Member of the Chamber of Deputies
- In office 15 March 2013 – 22 March 2018
- Constituency: Calabria

Personal details
- Born: 30 August 1973 (age 52)
- Party: Democratic Party (2007–2015, 2023–present)

= Alfredo D'Attorre =

Italian politician (born 1973)

Alfredo D'Attorre (born 30 August 1973) is an Italian politician serving as secretary for university policy of the Democratic Party since 2023.. From 2013 to 2018, he was a member of the Chamber of Deputies.

==Biography==
Born in Melfi, in the province of Potenza, he lives in Rome.
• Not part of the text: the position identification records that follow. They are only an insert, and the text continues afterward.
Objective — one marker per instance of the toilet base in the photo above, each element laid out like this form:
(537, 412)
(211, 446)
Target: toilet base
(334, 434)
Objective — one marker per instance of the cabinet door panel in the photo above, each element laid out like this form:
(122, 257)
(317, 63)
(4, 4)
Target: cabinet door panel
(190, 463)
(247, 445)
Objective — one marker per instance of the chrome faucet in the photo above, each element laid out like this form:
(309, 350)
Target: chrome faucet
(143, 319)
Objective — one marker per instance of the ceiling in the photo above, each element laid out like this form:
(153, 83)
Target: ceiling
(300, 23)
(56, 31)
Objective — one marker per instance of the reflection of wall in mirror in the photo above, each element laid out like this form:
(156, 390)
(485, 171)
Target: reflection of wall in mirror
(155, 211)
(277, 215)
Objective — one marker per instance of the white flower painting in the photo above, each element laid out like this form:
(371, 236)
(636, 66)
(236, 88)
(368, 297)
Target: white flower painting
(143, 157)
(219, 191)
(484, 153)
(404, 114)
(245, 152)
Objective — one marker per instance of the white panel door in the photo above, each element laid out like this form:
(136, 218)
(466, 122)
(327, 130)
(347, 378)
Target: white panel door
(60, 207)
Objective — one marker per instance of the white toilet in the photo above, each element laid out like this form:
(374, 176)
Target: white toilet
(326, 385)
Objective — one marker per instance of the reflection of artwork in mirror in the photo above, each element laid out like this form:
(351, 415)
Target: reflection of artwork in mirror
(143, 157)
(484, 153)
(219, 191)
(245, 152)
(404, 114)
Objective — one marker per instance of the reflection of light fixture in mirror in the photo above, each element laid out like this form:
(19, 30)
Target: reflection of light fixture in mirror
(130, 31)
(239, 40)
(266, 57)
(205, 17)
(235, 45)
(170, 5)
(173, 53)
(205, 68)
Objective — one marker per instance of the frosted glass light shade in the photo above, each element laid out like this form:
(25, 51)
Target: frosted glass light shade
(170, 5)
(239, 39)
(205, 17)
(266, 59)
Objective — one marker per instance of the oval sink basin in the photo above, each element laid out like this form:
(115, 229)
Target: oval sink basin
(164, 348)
Admitted to the Scuola Normale Superiore in Pisa in 1992, he earned his bachelor’s degree in philosophy in 1997. He then earned a Ph.D. in philosophy and the humanities from the Sant'Anna School of Advanced Studies in Pisa.

He has undertaken study and research stays in Munich, Saarbrücken, Oxford, and Berlin.

He has published essays on political and legal theory in various national and international academic journals, as well as two monographs: Why Do People Obey? Max Weber and the Analysis of Human Sociality (Naples, 2004) and Europe and the Return of the ‘Political’: Law and Sovereignty in the Integration Process (Turin, 2020).

He is currently an associate professor of philosophy of law at the University of Salerno.